Karen Zariakas (Anne Hathaway) tracks Baker down for a visit, calls him John, and their secretive past – which includes a failed marriage and a son named Patrick (Rafael Sayegh) – becomes embroiled in the present. Karen’s now with Frank (Jason Clarke), a tycoon businessman and an abusive drunkard. Frank causes Karen to fear for her life, asking Baker to take her hooch-hound of a husband out to sea, to get him nice and liquored up, then ditch him overboard to be eaten with buckets of chum by patrolling sharks. 10 million dollars cash should do the trick. Baker considers the offer, all while the world around him slowly changes, bouncing around between characters who are driven by singularly designed goals. He feels as if he’s being played, and maybe he is.
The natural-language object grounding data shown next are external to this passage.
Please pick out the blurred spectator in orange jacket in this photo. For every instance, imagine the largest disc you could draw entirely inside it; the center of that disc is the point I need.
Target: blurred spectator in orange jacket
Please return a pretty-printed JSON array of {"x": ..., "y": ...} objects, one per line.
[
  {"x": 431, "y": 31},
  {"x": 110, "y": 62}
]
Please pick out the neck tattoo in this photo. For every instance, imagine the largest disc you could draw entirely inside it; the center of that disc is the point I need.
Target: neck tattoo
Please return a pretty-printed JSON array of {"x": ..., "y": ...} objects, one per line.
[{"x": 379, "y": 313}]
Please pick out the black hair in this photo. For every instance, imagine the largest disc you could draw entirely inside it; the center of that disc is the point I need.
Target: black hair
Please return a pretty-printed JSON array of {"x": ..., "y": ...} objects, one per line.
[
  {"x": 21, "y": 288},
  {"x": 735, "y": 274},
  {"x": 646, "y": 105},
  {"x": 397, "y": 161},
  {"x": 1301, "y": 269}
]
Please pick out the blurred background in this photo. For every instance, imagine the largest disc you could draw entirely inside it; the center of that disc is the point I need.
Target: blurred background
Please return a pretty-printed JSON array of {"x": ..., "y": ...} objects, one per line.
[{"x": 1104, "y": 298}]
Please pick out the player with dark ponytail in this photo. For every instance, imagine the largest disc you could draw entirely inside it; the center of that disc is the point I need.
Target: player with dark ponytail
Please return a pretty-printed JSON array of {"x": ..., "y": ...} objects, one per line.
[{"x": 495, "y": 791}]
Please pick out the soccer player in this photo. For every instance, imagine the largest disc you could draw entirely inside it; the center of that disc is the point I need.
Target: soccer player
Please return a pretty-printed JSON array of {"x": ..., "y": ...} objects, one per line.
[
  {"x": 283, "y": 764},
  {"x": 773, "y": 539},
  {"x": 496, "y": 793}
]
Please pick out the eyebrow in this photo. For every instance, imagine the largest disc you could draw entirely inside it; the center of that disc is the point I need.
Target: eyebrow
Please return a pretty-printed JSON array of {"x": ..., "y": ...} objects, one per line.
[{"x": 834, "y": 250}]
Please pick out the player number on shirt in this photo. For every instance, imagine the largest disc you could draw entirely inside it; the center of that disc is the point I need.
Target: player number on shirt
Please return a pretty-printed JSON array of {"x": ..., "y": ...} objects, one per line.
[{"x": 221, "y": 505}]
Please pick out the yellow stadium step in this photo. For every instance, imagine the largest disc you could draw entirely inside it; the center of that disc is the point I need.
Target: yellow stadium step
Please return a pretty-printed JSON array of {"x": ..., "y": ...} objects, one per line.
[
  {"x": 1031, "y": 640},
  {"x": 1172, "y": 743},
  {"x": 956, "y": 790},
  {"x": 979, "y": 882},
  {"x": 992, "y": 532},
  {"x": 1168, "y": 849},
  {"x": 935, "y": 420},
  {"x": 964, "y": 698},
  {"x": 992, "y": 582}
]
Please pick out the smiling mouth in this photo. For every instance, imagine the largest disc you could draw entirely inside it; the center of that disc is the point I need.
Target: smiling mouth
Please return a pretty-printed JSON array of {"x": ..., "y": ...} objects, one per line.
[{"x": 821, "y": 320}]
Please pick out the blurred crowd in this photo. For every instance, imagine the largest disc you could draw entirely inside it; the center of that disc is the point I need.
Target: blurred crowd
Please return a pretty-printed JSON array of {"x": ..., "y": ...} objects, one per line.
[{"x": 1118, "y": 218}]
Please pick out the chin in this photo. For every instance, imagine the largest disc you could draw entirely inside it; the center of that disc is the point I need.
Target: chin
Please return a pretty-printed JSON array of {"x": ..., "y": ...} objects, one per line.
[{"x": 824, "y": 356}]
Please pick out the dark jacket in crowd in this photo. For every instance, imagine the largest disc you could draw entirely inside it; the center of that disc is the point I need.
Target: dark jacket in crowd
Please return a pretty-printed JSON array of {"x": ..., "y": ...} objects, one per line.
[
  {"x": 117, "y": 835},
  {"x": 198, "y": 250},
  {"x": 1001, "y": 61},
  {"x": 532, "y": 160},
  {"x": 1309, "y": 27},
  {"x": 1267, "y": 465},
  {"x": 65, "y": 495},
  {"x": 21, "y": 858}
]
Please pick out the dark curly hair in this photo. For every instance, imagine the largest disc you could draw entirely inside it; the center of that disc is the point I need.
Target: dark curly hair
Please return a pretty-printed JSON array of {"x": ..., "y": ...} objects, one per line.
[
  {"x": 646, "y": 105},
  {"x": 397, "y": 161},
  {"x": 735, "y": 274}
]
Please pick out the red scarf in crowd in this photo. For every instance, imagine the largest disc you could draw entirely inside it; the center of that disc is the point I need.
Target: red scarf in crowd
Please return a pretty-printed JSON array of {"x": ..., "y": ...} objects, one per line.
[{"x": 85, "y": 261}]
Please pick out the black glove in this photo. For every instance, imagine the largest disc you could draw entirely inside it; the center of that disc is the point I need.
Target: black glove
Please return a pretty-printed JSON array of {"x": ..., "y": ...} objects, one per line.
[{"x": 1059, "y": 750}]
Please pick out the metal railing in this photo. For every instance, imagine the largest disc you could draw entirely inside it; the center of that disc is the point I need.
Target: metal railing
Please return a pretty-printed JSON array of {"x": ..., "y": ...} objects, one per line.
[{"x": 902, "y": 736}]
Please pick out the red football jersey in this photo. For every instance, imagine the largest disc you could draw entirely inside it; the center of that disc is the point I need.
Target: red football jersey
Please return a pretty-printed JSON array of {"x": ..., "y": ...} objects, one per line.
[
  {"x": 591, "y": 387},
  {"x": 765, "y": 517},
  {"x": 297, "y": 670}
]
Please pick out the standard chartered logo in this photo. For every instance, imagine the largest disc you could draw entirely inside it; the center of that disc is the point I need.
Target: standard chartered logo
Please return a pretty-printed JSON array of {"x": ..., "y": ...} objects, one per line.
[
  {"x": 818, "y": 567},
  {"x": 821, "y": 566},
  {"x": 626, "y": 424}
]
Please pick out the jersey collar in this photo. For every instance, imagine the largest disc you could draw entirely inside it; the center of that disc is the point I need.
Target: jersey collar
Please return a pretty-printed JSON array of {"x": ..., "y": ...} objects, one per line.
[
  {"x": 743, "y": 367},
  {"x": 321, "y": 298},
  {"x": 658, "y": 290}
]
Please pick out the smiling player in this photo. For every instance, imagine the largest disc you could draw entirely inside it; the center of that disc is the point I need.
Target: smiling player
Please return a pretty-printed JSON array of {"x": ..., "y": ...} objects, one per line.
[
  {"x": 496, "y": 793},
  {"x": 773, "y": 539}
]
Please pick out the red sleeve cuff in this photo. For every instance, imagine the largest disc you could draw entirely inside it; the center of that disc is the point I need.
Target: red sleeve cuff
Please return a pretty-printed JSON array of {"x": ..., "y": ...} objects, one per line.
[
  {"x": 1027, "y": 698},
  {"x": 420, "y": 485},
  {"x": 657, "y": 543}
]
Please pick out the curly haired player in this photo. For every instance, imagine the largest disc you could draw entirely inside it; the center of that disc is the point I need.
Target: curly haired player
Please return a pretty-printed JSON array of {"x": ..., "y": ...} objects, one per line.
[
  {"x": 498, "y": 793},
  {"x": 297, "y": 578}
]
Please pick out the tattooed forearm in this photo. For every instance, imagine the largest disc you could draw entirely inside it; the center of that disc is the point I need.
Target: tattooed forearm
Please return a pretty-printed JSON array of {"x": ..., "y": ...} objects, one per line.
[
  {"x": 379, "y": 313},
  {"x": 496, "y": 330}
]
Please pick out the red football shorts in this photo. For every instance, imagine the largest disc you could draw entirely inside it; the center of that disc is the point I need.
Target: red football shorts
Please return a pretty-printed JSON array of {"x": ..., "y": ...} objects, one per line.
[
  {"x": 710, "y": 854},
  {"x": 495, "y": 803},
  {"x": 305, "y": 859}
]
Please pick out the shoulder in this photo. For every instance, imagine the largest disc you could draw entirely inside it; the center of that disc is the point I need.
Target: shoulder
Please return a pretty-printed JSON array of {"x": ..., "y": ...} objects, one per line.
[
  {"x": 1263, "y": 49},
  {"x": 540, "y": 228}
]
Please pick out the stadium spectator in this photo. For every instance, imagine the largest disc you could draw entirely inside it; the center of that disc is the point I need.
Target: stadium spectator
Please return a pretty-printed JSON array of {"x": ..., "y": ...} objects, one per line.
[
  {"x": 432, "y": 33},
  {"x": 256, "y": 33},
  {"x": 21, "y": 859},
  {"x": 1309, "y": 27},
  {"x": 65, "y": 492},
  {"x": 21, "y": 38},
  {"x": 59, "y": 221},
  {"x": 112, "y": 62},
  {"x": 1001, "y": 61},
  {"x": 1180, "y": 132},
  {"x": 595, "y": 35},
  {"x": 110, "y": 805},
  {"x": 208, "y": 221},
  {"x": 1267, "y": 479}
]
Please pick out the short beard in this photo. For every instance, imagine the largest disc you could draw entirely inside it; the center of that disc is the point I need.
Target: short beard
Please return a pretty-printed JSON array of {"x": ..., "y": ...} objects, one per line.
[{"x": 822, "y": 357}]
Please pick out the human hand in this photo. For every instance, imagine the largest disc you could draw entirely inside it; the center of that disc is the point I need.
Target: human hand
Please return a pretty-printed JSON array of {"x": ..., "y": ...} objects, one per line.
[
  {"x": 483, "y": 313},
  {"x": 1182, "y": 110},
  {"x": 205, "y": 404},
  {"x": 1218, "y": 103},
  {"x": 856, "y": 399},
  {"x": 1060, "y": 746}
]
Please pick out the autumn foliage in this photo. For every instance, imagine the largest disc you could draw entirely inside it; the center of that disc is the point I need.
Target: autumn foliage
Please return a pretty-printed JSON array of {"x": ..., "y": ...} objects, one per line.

Steven Knight’s Serenity most reminded me of Richard Kelly’s critically derided 2006 feature Southland Tales, in that both movies strive for social resonance with a pop culture appraisal that’s simply too absurd for its own good, focusing on the obscurity of it all rather than the severe dramatics bubbling just beneath the surface. But there’s still substance to be found here, mostly ingrained in the spiritual and dogmatic realms of humanity, utilizing and framing an all too obvious gotcha narrative device as a moment to champion the creative elements of technological prowess and the deeply cathartic emotions inherent to creativity storytelling. Serenity is messy, uneven, a bit too forceful at times. But that’s because the film embodies prayer through an omnipotent, indiscernible and all-powerful gaze, fulfilling the words of theologian Reinhold Niebuhr’s writing (which are part of the 12-step program to recovery), paving its way through carefully coded notes towards honest tranquility. Serenity is unique, outlandish, and quietly solemn. And sure, it’s underwritten and sometimes nonsensical, but that doesn’t make this furloughed head trip any less effectively dedicated or rewarding either. This is an Old Testament sermon told through the techniques of modern cinema. Despite the rocky results, the gall and the aggressive end game are worth the price of admission.
“You do know it’s just in your head, right?”